豪華とは程遠いが、兵士にとっては貴重な食事だ。
「初陣か?」
カイルがパンをかじりながら、何でもないように聞いてくる。
「……ああ」
正直に答えると、胸の奥がきゅっと縮んだ。
「模擬戦や護衛はあったけど……本物の戦争は、初めてだ」
剣を握ってきたはずなのに、命のやり取りを“戦争”という形でするのは、まったく別物だ。人が集団で殺し合う。それを考えるだけで、喉が渇く。
「そっか」
カイルは笑った。だが、その笑みは酒場で見たものより、ほんの少しだけ落ち着いていた。
「俺はな、別の国で傭兵やってた」
「……聞いたことはあるけど」
「砂漠の国でさ。金は良かったが、命は安かった」
スープを一口飲み、彼は続ける。
「初めての戦争ってのはな、怖くて当たり前だ。怖くねえ奴は、長生きしねえ」
その言葉が、妙に胸に残った。周囲では、兵士たちが同じように食事を取りながら、ひそひそと噂話をしている。
「隣国が突然攻めてきたって、本当か?」
「ああ、昨日まで友好国だったのに」
「理由は海だってよ。もう分けてもらってたはずなのに……」
誰もが首を傾げ、納得できない表情をしている。怒りよりも、不安。
敵の意図がわからない戦争ほど、恐ろしいものはない。
耳に入ってくるのは、穏やかではない噂ばかりだった。
「聞いたか? もう国境の村がやられたらしい」
「家畜も穀物も、全部持っていかれたってよ」
「抵抗した村人は……」
それ以上は聞き取れなかった。俺の手から、スプーンがわずかに震え落ちそうになる。
「……本当なのか?」
思わず、カイルに聞いていた。
カイルは笑顔を消し、静かに頷く。
「十中八九な。戦争が始まると、まず村が狙われる。兵士が少なくて、守りやすいから」
心臓が、重く沈んだ。俺は、剣を持つ意味を、間違えていないだろうか。
家族のために戦った騎士を殺した日のことが、脳裏をよぎる。信念があっても、人は死ぬ。守るための剣が、誰かの生活を壊す。
「レオン」
カイルの声で、我に返る。
「顔に出すぎだ。お前、優しすぎる」
「……でも」
僕は言葉を探しながら、拳を握った。
「村を襲われて、何もできなかった人たちがいると思うと……」
「だからだ」
カイルは真っ直ぐ俺を見た。
「だから、俺たちが行く。
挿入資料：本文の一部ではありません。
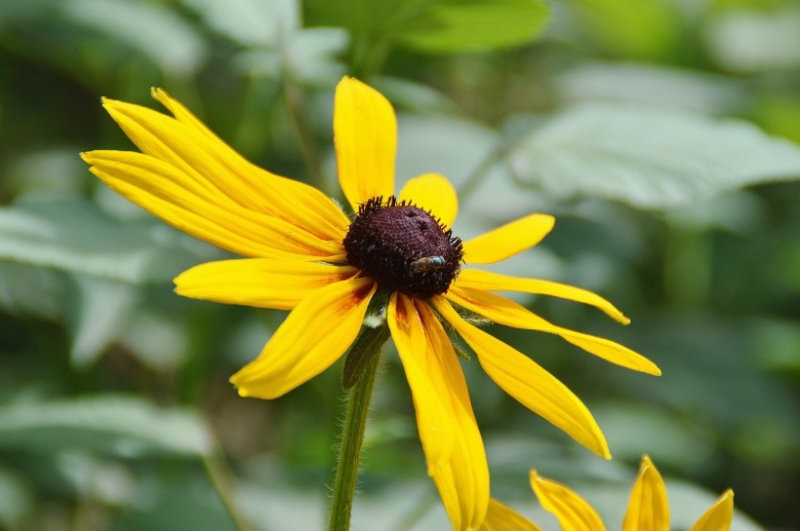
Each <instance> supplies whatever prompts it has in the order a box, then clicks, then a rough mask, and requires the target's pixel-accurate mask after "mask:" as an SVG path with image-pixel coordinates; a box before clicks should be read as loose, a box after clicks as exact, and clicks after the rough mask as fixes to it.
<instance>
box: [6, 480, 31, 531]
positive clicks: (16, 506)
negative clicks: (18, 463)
mask: <svg viewBox="0 0 800 531" xmlns="http://www.w3.org/2000/svg"><path fill="white" fill-rule="evenodd" d="M32 490H33V489H32V488H31V486H30V481H29V478H24V479H23V478H22V477H19V475H18V474H16V473H15V472H14V471H12V470H9V469H7V468H5V467H3V468H0V528H2V529H22V528H23V523H24V522H25V520H26V519H27V518H28V517H29V516H30V514H31V512H32V509H33V505H34V504H33V499H34V493H33V492H32Z"/></svg>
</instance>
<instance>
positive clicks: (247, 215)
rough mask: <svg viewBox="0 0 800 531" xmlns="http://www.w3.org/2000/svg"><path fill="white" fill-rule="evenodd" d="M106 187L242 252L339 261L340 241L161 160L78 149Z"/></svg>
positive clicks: (186, 229) (302, 259)
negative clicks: (286, 221) (302, 225)
mask: <svg viewBox="0 0 800 531" xmlns="http://www.w3.org/2000/svg"><path fill="white" fill-rule="evenodd" d="M82 157H83V159H84V160H85V161H86V162H87V163H89V164H91V165H92V168H91V171H92V173H94V174H95V175H97V176H98V177H99V178H100V179H102V180H103V182H105V183H106V184H107V185H108V186H109V187H110V188H112V189H113V190H114V191H116V192H118V193H119V194H120V195H123V196H124V197H126V198H127V199H129V200H130V201H132V202H134V203H136V204H137V205H139V206H141V207H142V208H144V209H146V210H148V211H150V212H151V213H153V214H155V215H156V216H158V217H160V218H161V219H163V220H164V221H166V222H167V223H169V224H171V225H173V226H175V227H177V228H178V229H180V230H182V231H184V232H187V233H189V234H191V235H192V236H195V237H197V238H200V239H202V240H205V241H207V242H209V243H212V244H214V245H217V246H218V247H221V248H223V249H226V250H229V251H231V252H234V253H236V254H240V255H242V256H259V257H269V258H287V259H296V260H328V261H341V260H343V258H344V257H345V251H344V247H343V246H342V243H341V241H333V240H325V239H320V238H318V237H316V236H314V235H312V234H310V233H308V232H305V231H302V230H298V229H297V228H296V227H295V226H293V225H291V224H290V223H288V222H286V221H284V220H281V219H278V218H275V217H272V216H268V215H266V214H261V213H258V212H254V211H252V210H249V209H247V208H245V207H242V206H241V205H238V204H237V203H235V202H233V201H232V200H230V198H228V197H226V196H224V195H222V194H218V193H214V191H213V190H209V189H208V188H207V187H206V186H204V185H203V183H201V182H197V181H196V180H194V179H193V178H192V177H191V175H189V174H186V173H184V172H182V171H181V170H179V169H178V168H177V167H175V166H172V165H170V164H169V163H166V162H164V161H162V160H159V159H156V158H154V157H151V156H148V155H144V154H142V153H132V152H127V151H92V152H90V153H83V154H82Z"/></svg>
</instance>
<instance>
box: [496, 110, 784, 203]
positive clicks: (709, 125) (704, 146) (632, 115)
mask: <svg viewBox="0 0 800 531" xmlns="http://www.w3.org/2000/svg"><path fill="white" fill-rule="evenodd" d="M508 162H509V165H510V168H511V170H512V172H513V173H514V175H515V176H516V177H517V178H518V179H519V180H520V181H521V182H522V183H524V184H527V185H530V186H532V187H534V188H536V189H537V191H544V192H546V193H549V194H552V195H555V196H557V197H569V196H589V197H592V196H594V197H604V198H607V199H614V200H619V201H623V202H626V203H629V204H631V205H633V206H635V207H639V208H668V207H675V206H680V205H686V204H689V203H692V202H694V201H696V200H699V199H703V198H707V197H711V196H713V195H715V194H717V193H719V192H722V191H725V190H733V189H737V188H740V187H743V186H748V185H752V184H758V183H763V182H768V181H775V180H782V179H795V178H797V177H800V147H798V146H797V145H795V144H792V143H791V142H789V141H786V140H783V139H779V138H773V137H769V136H767V135H765V134H764V133H762V132H761V131H760V130H758V129H757V128H756V127H754V126H753V125H751V124H749V123H747V122H741V121H736V120H716V119H712V118H709V117H707V116H702V115H697V114H688V113H682V112H676V111H670V110H667V109H662V108H651V107H644V106H635V105H624V104H620V105H614V104H602V105H601V104H595V105H584V106H580V107H576V108H573V109H570V110H567V111H566V112H564V113H563V114H560V115H558V116H556V117H555V118H553V119H552V120H550V121H548V122H546V123H545V124H544V125H543V126H541V127H540V128H538V129H536V130H534V131H533V132H531V133H529V134H528V135H527V136H525V137H524V138H523V139H522V141H521V142H520V143H519V144H518V145H517V146H516V147H515V148H513V149H512V150H511V151H510V153H509V157H508Z"/></svg>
止めるためにだ」
その言葉は、乱暴なのに、不思議と胸に落ちた。
「なあ、レオン」
カイルが少し真面目な声で言った。
「戦場じゃ、正義だの理由だのは、後からついてくる。だが――」
彼は拳を軽く握る。
「自分が何のために剣を振るうか、それだけは忘れるな」
その言葉に、僕は思わず剣の柄に手を置いた。
信念のため。ゼマロだった頃から、僕が戦ってきた理由だ。
「ありがとう、カイル」
「おう! それにさ――」
彼はにっと笑う。
「俺がついてる。初陣の相棒が英雄級の剣士ってのは、悪くねえだろ?」
緊張で固まっていた胸が、少しだけ軽くなった気がした。周囲の噂話は止まらず、戦争勃発の空気は確実に近づいている。それでも、今この瞬間、俺は仲間と同じ卓を囲み、同じ食事をしている。
戦争は怖い。だが、剣を取る理由は、もう揺らがない。
血が飛び合うこの戦場で、僕は僕の信念を貫く。そう心に誓いながら、黒パンを噛みしめた。